There’s nothing unusual about a PP of 800. The bell curve range is quite broad.
How does your HIE to PP compare to this chart?
PP is also the least sensitive value in your signature. For example, it’s not uncommon for outdoor PP to be 100-200 watts higher than what you can generate indoors. That isn’t going to throw off your training. It’s the rate of MPA decline and recovery that matter more than the absolute value.
Xert’s PDC model isn’t based on actuals, but theoretical values derived from your performance under fatigue. Numbers you should be able to achieve (in theory under the right conditions) but not necessarily will achieve.

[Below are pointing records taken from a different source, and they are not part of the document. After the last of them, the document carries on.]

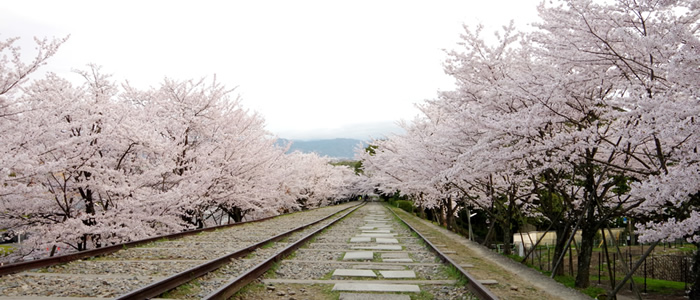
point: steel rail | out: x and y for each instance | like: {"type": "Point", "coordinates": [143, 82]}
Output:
{"type": "Point", "coordinates": [233, 286]}
{"type": "Point", "coordinates": [156, 288]}
{"type": "Point", "coordinates": [54, 260]}
{"type": "Point", "coordinates": [472, 283]}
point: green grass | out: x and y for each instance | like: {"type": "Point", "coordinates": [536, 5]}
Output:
{"type": "Point", "coordinates": [569, 281]}
{"type": "Point", "coordinates": [659, 286]}
{"type": "Point", "coordinates": [456, 275]}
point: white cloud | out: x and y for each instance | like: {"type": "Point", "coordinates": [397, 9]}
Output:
{"type": "Point", "coordinates": [306, 66]}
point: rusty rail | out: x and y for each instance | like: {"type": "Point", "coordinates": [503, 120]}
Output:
{"type": "Point", "coordinates": [164, 285]}
{"type": "Point", "coordinates": [472, 283]}
{"type": "Point", "coordinates": [50, 261]}
{"type": "Point", "coordinates": [233, 286]}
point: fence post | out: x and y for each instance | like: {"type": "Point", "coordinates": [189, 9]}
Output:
{"type": "Point", "coordinates": [600, 264]}
{"type": "Point", "coordinates": [614, 265]}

Plenty of users won’t be able to ride at their TP for “about an hour”. Many don’t even want to try. Some of us “haven’t got time for the pain”. YMMV
What matters is whether your TP is in the right ballpark to effectively train at the current value.
There is nothing wrong with the pyramidal approach. Many will say it’s better in the long run (pun intended).
As for testing your LTP, ride a Lucy workout (60 min example) as your next low intensity workout and see how it feels RPE-wise. Forget about watts and HR for the moment. Do you settle into comfortable conversational respiration during the RIB blues and rise into steady rhythmic breathing during intervals above LTP?
If not, play with % intensity and determine where you think LTP/LT1 should fall.
Keep in mind LT1 is a physiological marker while LTP is mathematical. They do align for many users, but not all. We are all n=1.